Sprechi alimentari: in Italia si butta cibo per 12,5 miliardi l’anno

Gli sprechi alimentari costano agli italiani ogni anno 12,5 miliardi, quasi un punto percentuale del nostro Pil. Quasi la metà di quanto viene prodotto in campo agro-alimentare finisce nel cestino dei rifiuti, spesso senza neanche arrivare a tavola: è questa la realtà che Coldiretti mette sul piatto per promuovere l’approvazione alla Camera dei Deputati della nuova legge sugli sprechi di cibo, che si punta a ridurre lo spreco di un milione di tonnellate entro la fine del 2016.
Sul banco degli imputati vanno soprattutto i consumatori, ai quali sono da addebitare il 54% del totale degli sprechi in campo alimentare, ma esistono grandi responsabilità anche da parte della ristorazione (21% degli sprechi) e dei supermercati e della grande distribuzione commerciale (15% degli sprechi). Il restante dieci per cento di sprechi di cibo è imputabile all’agricoltura e all’industria della trasformazione.

Ogni italiano getta 76 kg di prodotti alimentari nella spazzatura

Sprechi alimentari in Italia. Credits: jbloom, flickr
Ogni italiano produce 76 kg di avanzi alimentari l’anno

Come fare a limitare questo sperpero di beni, che potrebbero risolvere direttamente molti problemi di povertà e indigenza di chi fatica a riempire il piatto ogni giorno, e di denaro che indirettamente grava sulle tasche di tutti gli italiani? Per Coldiretti la sfida si combatte soprattutto con una maggiore sensibilizzazione dei consumatori a pianificare meglio le proprie scelte al momento di fare la spesa, e circa un italiano su due sembra già disposto a farlo, anche in un’ottica di risparmio individuale.
Al momento, tuttavia, l’obiettivo del milione di tonnellate di sprechi in meno entro l’anno sembra distante, visto che in media ciascun italiano durante l’anno produce ben 76 chili di avanzi alimentari.

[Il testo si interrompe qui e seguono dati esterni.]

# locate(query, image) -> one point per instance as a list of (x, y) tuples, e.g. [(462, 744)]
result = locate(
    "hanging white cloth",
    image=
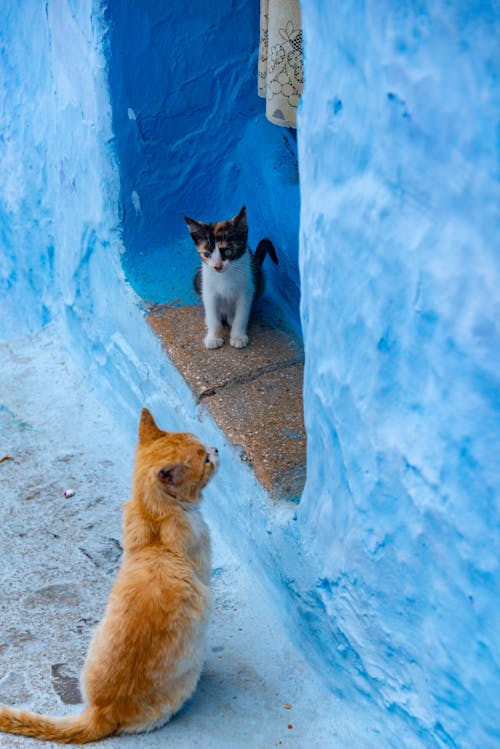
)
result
[(280, 60)]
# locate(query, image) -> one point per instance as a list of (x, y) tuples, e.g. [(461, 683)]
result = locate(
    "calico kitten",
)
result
[(146, 654), (230, 277)]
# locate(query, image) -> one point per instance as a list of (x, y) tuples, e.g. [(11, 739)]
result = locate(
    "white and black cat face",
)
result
[(220, 243)]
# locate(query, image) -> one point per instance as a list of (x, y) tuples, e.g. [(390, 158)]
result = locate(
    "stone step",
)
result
[(254, 394)]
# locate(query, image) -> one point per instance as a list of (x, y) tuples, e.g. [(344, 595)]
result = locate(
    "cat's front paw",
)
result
[(212, 341), (239, 341)]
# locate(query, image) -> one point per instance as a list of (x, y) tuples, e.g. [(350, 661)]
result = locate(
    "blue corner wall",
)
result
[(400, 269), (388, 571), (192, 138)]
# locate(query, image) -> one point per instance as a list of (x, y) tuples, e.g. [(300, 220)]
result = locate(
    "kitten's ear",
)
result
[(172, 475), (148, 431), (240, 220), (196, 228)]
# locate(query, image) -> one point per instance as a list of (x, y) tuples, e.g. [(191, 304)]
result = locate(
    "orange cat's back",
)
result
[(147, 653)]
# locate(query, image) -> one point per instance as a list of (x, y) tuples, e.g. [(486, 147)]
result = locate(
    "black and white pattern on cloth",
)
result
[(280, 60)]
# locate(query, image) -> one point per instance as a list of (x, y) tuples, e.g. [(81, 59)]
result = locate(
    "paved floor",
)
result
[(58, 557), (254, 394)]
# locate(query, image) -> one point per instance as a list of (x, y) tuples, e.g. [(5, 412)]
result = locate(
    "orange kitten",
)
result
[(147, 653)]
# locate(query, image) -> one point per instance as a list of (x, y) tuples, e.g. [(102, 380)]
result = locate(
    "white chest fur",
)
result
[(234, 282), (227, 297)]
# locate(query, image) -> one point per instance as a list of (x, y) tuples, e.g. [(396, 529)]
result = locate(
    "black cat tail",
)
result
[(265, 247)]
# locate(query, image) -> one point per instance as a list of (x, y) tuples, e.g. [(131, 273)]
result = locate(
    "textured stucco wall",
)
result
[(392, 557), (192, 139), (400, 282)]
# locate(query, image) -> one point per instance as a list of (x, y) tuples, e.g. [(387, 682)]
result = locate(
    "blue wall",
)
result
[(392, 556), (400, 270), (192, 139)]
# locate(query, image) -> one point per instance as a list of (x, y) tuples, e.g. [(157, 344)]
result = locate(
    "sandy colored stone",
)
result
[(254, 394)]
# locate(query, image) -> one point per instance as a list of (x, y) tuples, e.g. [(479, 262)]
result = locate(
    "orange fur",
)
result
[(147, 653)]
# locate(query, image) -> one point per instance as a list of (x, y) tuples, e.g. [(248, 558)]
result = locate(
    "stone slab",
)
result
[(254, 394)]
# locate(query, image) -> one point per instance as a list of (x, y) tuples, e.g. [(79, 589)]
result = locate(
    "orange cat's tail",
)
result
[(79, 729)]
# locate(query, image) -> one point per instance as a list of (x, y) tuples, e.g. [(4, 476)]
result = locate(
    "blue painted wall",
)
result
[(400, 268), (192, 139), (392, 557)]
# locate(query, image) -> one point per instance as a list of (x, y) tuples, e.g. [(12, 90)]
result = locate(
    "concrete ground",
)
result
[(254, 394), (58, 556)]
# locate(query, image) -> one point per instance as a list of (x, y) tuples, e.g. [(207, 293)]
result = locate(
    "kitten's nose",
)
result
[(214, 454)]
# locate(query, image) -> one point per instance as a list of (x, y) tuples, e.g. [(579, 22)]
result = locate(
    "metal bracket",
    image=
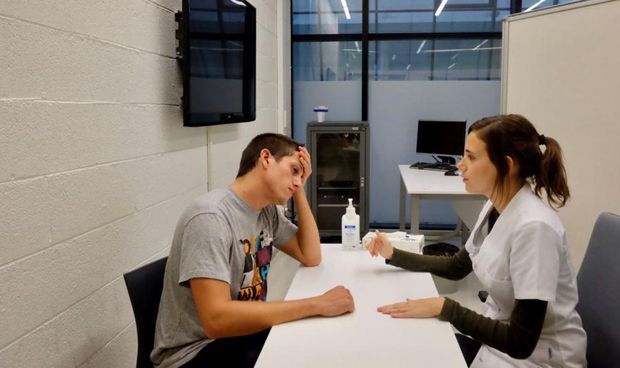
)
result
[(179, 35)]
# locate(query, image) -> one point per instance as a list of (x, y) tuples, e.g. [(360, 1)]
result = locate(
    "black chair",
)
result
[(144, 286), (598, 282)]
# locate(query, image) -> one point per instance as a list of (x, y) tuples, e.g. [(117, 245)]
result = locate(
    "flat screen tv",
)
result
[(217, 48)]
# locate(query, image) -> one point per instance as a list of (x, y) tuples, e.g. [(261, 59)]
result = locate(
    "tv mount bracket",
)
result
[(179, 36)]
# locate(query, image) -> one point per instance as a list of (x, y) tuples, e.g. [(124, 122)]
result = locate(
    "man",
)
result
[(213, 305)]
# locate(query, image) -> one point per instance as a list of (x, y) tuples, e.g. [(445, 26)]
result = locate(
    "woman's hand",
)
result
[(418, 308), (380, 245)]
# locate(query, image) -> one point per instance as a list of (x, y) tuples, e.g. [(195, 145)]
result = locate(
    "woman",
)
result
[(517, 249)]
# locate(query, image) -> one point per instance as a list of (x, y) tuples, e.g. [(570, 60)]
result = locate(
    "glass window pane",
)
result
[(327, 61), (328, 74), (528, 5), (474, 59), (389, 16), (327, 16)]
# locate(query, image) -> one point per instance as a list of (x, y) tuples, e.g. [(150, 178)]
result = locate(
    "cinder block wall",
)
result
[(95, 168)]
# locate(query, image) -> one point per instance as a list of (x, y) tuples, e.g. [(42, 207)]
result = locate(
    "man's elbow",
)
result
[(522, 351), (213, 330), (312, 262)]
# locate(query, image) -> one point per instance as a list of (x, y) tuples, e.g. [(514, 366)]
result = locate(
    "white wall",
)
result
[(95, 167), (560, 71)]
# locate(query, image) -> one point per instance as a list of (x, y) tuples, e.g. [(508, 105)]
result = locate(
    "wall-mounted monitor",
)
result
[(441, 138), (217, 49)]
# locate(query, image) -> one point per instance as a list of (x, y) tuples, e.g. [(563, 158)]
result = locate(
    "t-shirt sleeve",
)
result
[(205, 249), (283, 229), (535, 262)]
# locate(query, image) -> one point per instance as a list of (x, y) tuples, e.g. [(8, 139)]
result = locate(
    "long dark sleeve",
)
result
[(517, 338), (451, 267)]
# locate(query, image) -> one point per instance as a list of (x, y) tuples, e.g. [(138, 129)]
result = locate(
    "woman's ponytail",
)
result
[(551, 175)]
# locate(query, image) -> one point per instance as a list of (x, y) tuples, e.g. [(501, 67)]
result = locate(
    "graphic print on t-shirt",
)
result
[(257, 260)]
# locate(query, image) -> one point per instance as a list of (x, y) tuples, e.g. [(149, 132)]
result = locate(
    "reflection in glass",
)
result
[(529, 5), (406, 16), (469, 59), (327, 61), (327, 16)]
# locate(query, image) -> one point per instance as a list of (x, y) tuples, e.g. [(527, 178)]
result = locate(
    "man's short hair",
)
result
[(279, 145)]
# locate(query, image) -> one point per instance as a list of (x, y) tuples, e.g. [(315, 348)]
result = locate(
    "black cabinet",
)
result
[(339, 152)]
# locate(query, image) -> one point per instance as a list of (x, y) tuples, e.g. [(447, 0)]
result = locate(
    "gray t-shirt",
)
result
[(218, 237)]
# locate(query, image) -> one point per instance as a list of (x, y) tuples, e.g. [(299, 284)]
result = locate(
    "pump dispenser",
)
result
[(351, 228)]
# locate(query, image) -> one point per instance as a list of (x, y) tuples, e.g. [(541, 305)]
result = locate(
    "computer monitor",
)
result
[(441, 138)]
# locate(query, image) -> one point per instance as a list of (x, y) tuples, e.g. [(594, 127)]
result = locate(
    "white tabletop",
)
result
[(430, 181), (364, 338)]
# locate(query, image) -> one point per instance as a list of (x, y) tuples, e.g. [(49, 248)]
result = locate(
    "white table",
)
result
[(364, 338), (433, 184)]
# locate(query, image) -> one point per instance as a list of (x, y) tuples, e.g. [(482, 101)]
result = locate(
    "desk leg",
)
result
[(415, 214), (403, 204)]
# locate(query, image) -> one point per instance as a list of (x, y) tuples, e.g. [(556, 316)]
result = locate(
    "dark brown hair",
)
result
[(513, 135), (279, 145)]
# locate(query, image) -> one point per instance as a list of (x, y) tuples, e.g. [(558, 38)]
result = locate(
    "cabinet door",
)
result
[(337, 177)]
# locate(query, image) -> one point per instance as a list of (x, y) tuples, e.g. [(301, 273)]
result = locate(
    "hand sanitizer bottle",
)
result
[(351, 228)]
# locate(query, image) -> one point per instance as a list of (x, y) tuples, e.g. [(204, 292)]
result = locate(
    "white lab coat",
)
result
[(526, 257)]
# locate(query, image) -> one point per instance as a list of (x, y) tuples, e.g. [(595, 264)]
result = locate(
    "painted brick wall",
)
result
[(95, 167)]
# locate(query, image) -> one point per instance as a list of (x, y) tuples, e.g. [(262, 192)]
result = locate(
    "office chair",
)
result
[(144, 286), (598, 282)]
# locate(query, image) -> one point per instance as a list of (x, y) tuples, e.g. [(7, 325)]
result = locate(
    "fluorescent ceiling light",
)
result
[(459, 50), (420, 48), (345, 7), (480, 44), (440, 7), (534, 6)]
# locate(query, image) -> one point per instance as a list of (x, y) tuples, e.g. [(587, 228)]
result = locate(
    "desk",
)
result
[(364, 338), (433, 184)]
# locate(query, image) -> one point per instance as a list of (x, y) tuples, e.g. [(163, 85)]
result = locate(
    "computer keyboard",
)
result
[(442, 166)]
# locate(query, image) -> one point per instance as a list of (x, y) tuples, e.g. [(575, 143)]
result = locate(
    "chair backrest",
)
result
[(598, 283), (144, 286)]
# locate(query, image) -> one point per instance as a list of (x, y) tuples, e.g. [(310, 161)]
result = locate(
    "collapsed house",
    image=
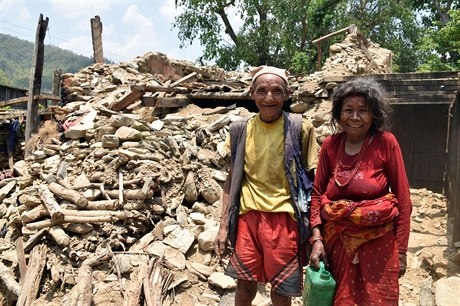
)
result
[(118, 199)]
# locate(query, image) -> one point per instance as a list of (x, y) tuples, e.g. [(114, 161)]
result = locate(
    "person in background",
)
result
[(258, 211), (361, 206)]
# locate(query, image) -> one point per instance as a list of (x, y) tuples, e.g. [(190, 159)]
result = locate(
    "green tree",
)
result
[(441, 45), (272, 32), (390, 23), (441, 37)]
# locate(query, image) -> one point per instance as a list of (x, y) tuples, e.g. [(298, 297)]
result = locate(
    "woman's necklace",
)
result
[(362, 152)]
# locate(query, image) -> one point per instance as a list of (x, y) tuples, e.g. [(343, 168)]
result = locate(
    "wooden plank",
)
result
[(441, 88), (34, 273), (23, 113), (185, 78), (159, 89), (336, 78), (219, 96), (166, 102), (430, 82), (20, 100), (424, 96), (128, 99), (425, 100), (96, 35), (19, 244), (35, 82), (415, 75)]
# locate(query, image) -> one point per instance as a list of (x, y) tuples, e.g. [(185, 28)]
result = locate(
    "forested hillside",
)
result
[(16, 62)]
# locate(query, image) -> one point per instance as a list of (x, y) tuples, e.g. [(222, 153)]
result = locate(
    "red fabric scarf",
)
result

Attirati e adescati dalle sirene del 3×2 e dalle offerte speciali in confezioni famiglia dei supermercati, stipiamo spesso frigoriferi e dispense con scorte stagionali di cibo che poi non consumiamo e che finisce per guastarsi o scadere: se non valutiamo bene la deperibilità e la data di scadenza dei prodotti che acquistiamo, è facile che il nostro risparmio finisca nel bidone della spazzatura.
La nuova legge contro gli sprechi alimentari dovrebbe far crescere la consapevolezza del problema sia tra i consumatori, sia tra le aziende del mondo della ristorazione, della grande distribuzione e dell’agricoltura, semplificando e incentivando il meccanismo delle donazioni dell’invenduto e dei prodotti vicini alla scadenza, come già avviene con le soluzioni e le iniziative del Banco Alimentare.

Sprechi alimentari, nel mondo valgono oltre due mila miliardi di euro

Sprechi alimentari nel mondo. Credits: North Devon Council, flickr
In Europa si spreca cibo per 100 milioni di tonnellate l’anno

Il problema degli sprechi alimentari non è solo italiano, se è vero che ogni anno in Europa  circa 100 milioni di tonnellate di cibo finiscono nei bidoni della spazzatura, secondo le stime diffuse dal commissario europeo alla Salute e alla sicurezza alimentare.
La legge italiana, che segue quella del Parlamento francese approvata il 3 febbraio scorso, risulta in linea con i target dell’Unione Europea e con gli obiettivi dell’Agenda 2030, approvata dalla Commissione per lo sviluppo sostenibile delle Nazioni Unite: entro quella data si punta a dimezzare gli sprechi di cibo nel mondo, che valgono una cifra che supera i due miliardi di euro, attraverso un’azione integrata in ogni passaggio della filiera di produzione agro-alimentare fino alla tavola dei consumatori.